6) audio file identified is needed to predict to whole section, i.e., in the prediction output of all audio frames, by the frequency of occurrences The prediction result for the audio file that highest audio scene classification needs to identify as whole section exports.

2. a kind of audio scene recognition method based on feature pyramid network according to claim 1, which is characterized in that It is used for audio scene identification feature pyramid network model described in step 1), is using Xception as feature pyramid network The backbone structure of network model, the fallout predictor in model are to be followed successively by the convolution that convolution kernel size is 3 × 3 by being input to output sequence Layer, global pool layer, full articulamentum and softmax layers of composition.

3. a kind of audio scene recognition method based on feature pyramid network according to claim 1, which is characterized in that Truncation described in step 3) is several signal segments that the audio file to be identified is cut into fixed duration 10s.
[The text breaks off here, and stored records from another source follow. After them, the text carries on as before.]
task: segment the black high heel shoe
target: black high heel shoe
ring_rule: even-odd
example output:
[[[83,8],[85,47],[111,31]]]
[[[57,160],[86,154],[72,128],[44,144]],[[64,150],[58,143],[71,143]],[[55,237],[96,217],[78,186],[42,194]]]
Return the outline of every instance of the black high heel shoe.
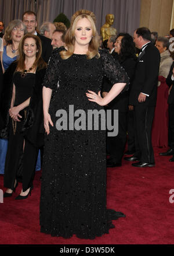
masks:
[[[7,192],[5,192],[4,193],[4,194],[3,194],[3,197],[5,198],[5,197],[12,197],[12,195],[13,195],[13,192],[14,192],[14,193],[15,192],[16,188],[17,188],[17,186],[18,186],[18,182],[16,181],[16,185],[15,185],[15,187],[14,187],[14,188],[13,190],[13,192],[12,193],[8,193]]]
[[[31,195],[31,191],[33,188],[33,187],[31,187],[29,190],[29,192],[28,193],[28,194],[27,195],[19,195],[17,197],[16,197],[16,200],[21,200],[23,199],[26,199],[27,198],[27,197],[28,197],[28,195]]]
4. a kind of audio scene recognition method based on feature pyramid network according to claim 1, which is characterized in that Extraction Meier feature described in step 4), comprising:

(4.2) after filtering obtained each audio frame by Meier filter group, each time step model in audio frame is calculated By the energy of each Meier filter in enclosing, all energy bins by Meier filter that will be obtained within the scope of each time step At energy vectors, the energy vectors within the scope of all time steps are merged, two Jan Vermeer sound spectrums of corresponding audio frame are finally obtained Figure.

5. a kind of audio scene recognition method based on feature pyramid network according to claim 4, which is characterized in that By the energy of each Meier filter within the scope of each time step in calculating audio frame described in (4.2) step, it is

Wherein, M is the quantity of Meier filter, and H (k) is the transmission function of Meier filter, and X (k) is the amplitude of corresponding FFT Value.